Global Market Insights estimates that cloud providers will host the majority of data warehousing loads by 2025. But don’t take their word for it. Gartner estimates that 30 percent of data warehousing workloads now run in the cloud and that this will grow to two-thirds by 2024. Just a few years ago in 2016 the figure was less than 7 percent, also according to Gartner.
None of this should be a surprise. Even the core data warehouse technology providers have seen this trend and are spending the majority of their R&D budgets to build solutions for public cloud providers. Moreover, the public cloud providers themselves have “company killing” products, such as AWS’s RedShift, a columnar database designed to compete with the larger enterprise data warehouse players.
Past impediments to building data warehouses and data marts on public clouds included a perception that security was still an issue on public clouds. Also petabytes of data were difficult to move from on-premises systems, considering that they had to be physically moved with portable storage systems. Finally, in many instances those running data warehouses on-premises could not find analytics tools to leverage locally and did not want to change.
The reality is that all these blocks have been removed. Most were removed well before the people building and maintaining data warehouses understood that public clouds were far ahead of most on-premises tools. Today the cloud has better security, performance, cost, and analytics.
The real killer of on-premises data warehouses has been the rise of artificial intelligence on the cloud and the ability to integrate AI with traditional data analytics. AI is not new, but the ability to pay next to nothing for data intelligence, collocated with your data on the public clouds is. AI is a game changer, considering that data warehouses are also a source of training data that could span decades and provide business insights not yet achievable.

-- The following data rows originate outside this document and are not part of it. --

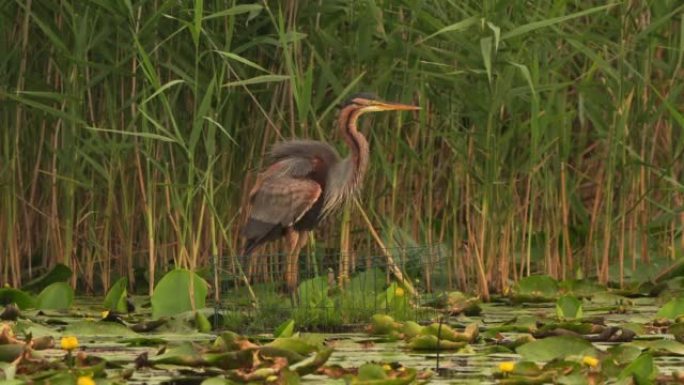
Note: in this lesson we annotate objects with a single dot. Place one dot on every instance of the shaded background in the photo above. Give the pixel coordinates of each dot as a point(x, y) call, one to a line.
point(550, 138)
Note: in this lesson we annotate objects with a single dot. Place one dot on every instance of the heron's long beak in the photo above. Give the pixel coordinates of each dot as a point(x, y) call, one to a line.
point(387, 106)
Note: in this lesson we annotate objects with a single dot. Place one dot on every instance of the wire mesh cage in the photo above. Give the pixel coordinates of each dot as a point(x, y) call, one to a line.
point(334, 292)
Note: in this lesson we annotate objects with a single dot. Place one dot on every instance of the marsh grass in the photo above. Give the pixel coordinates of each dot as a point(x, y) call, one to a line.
point(550, 138)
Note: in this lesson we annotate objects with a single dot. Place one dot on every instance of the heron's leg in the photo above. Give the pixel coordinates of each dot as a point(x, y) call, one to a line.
point(301, 242)
point(291, 259)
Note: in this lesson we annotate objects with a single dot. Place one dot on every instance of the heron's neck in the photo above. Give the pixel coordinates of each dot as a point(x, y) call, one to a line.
point(358, 146)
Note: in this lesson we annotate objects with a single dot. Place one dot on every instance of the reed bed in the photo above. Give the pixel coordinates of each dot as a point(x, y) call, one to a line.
point(550, 139)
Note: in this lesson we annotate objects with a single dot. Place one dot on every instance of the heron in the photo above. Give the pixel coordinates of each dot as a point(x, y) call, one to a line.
point(306, 180)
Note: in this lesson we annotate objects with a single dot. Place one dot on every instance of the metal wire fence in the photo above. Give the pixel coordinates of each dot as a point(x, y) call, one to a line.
point(335, 292)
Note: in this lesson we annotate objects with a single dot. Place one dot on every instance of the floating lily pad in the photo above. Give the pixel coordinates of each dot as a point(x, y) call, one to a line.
point(59, 273)
point(57, 296)
point(673, 309)
point(172, 294)
point(21, 298)
point(536, 288)
point(568, 308)
point(116, 297)
point(550, 348)
point(98, 328)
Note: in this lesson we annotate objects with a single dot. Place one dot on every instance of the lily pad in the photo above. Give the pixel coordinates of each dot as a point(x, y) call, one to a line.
point(643, 370)
point(673, 309)
point(286, 329)
point(21, 298)
point(536, 288)
point(59, 273)
point(57, 296)
point(568, 308)
point(98, 328)
point(116, 297)
point(550, 348)
point(171, 296)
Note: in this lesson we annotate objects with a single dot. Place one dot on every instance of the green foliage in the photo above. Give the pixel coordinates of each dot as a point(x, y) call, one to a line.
point(116, 297)
point(22, 299)
point(672, 309)
point(550, 348)
point(559, 123)
point(56, 296)
point(172, 294)
point(642, 370)
point(568, 308)
point(536, 287)
point(59, 273)
point(286, 329)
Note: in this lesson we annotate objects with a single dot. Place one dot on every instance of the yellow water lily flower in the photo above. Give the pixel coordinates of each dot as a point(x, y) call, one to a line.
point(68, 343)
point(590, 361)
point(85, 380)
point(399, 292)
point(507, 366)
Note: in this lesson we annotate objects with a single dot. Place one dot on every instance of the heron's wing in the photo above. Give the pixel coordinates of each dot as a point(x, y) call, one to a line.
point(280, 197)
point(282, 200)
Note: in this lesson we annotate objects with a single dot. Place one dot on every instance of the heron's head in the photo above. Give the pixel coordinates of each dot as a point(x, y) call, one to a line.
point(366, 102)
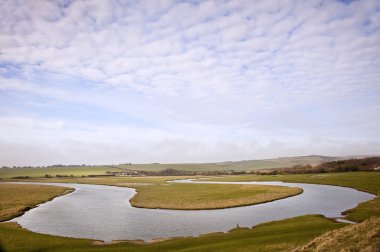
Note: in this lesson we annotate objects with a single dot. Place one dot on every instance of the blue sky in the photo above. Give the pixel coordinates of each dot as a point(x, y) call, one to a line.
point(102, 82)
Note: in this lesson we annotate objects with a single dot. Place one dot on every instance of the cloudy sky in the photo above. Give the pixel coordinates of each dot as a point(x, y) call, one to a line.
point(107, 82)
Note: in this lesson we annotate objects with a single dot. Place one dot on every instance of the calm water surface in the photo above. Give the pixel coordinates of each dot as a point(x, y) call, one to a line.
point(104, 213)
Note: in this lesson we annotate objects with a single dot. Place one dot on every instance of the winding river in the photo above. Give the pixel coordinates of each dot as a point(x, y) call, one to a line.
point(104, 212)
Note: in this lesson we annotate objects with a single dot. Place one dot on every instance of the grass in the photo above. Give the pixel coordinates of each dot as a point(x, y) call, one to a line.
point(283, 235)
point(246, 165)
point(16, 199)
point(363, 181)
point(53, 171)
point(207, 196)
point(156, 192)
point(361, 237)
point(274, 236)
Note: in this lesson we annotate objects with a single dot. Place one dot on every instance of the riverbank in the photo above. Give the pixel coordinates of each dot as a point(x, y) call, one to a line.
point(17, 199)
point(279, 235)
point(208, 196)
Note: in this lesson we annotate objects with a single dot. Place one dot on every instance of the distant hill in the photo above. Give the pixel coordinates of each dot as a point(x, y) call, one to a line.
point(245, 165)
point(237, 166)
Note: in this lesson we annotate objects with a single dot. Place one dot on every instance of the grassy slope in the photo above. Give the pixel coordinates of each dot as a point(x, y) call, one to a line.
point(280, 235)
point(246, 165)
point(152, 192)
point(361, 237)
point(70, 170)
point(207, 196)
point(364, 181)
point(16, 199)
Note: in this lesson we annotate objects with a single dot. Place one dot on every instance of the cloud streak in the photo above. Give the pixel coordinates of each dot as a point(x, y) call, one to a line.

Another trend that has pushed many on-premises data warehouses to the cloud is the rising need to leverage transactional data directly for analytics. Data warehouses have been famous for just taking snapshots of transactional data and rolling it up into a data warehouse for analytics. This means that the information could be several weeks if not months old. More and more executives are asking for real-time dashboards that consider current data from transactional systems, such as sales order entry.
This means we’ll need to use transitional data using data abstraction layers to emulate analytical databases and bind them with AI systems to make the solution even more compelling. It should come as no surprise that this technology can be found from public cloud providers, either through native services or through their ecosystems and marketplaces.
So, on-premises data warehousing is pretty much dead. It’s survived by cloud-based data analytics and database technology that is easily augmented by cheap AI and the ability to deal with data in more innovative ways, such as using transactional data.
The movement to the cloud does a few things. First, it allows enterprises to finally consolidate data on a centrally accessible platform. Second, the data is typically more secure in the cloud. Finally, those who need to leverage the data are no longer restricted to the limitations of on-premises technology. These should be the last three nails in the coffin.